Supervisors count on personal meetings with workers to promote collaboration, retention, and engagement, but they need the right tools and resources for these interactions.
According to a new survey, balancing team management with their other duties is the most significant challenge managers face. Two-third (68%) of respondents identify this as a top concern, compared to hitting team goals (14%), obtaining team collaboration (11%), and retaining employees. To manage these efforts, most managers see one-on-one meetings with their workers as an essential tool. They often have different goals and use different resources and technology to make these activities productive. However, there are several tips for one-on-ones that best promote engagement, retention, and innovation.
Almost all (94%) of managers say they have one-on-one meetings with their team members. Half (49%) hold such meetings on a weekly basis, and half of these one-on-ones are 30 minutes in length. Nearly half (41.3%) of managers say they use personal productivity tools such as Google Docs and Apple Notes to document meetings, 34.2% use pen and paper, 27% use communication tools such as Slack or Microsoft Teams, and 21.4% use one-on-one team meeting software.

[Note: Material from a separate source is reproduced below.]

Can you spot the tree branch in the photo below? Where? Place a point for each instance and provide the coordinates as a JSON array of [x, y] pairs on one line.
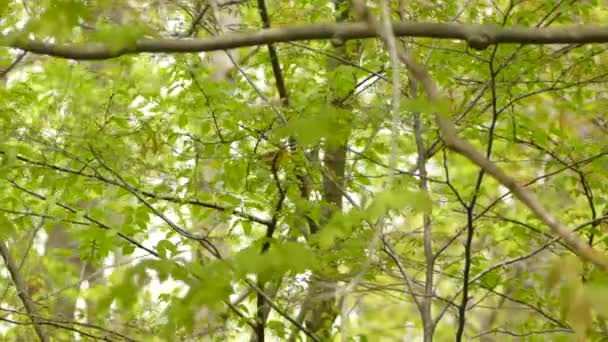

There are multiple benefits to using one-on-one and team meeting software, the survey authors suggest. They say, “Managers who use [these tools] have a better understanding of how direct reports are feeling overall.” Of the managers who say that assessing their workers’ feelings is their greatest challenge, 100% don’t use this type of software.
Most managers have multiple reasons for holding one-on-one meetings. These include:
- Understanding and eliminating roadblocks (70%)
- Conducting a “pulse check” (61%)
- Updating status of a specific project, role, or activity (50%)
- Talking about career growth (50%)
- Addressing a goal set by the employee (35%)
Three-quarters (75%) of managers say they discuss growth and development within their one-on-one meetings. To help supervisors better understand how employees view their role and how they would like to progress, the survey authors suggest a few questions to include in these discussions:
- What areas of the company would you like to learn more about?
- What skills would you like to develop right now?
- What professional goals would you like to accomplish in the next 6 to 12 months, and what makes you say that?
- Do you feel you’re getting enough feedback on your work? If not, where would you like more feedback?
- Who in the company would you like to learn from? What do you want to learn from them?
- If I could improve one skill between this meeting and the next, which would you choose?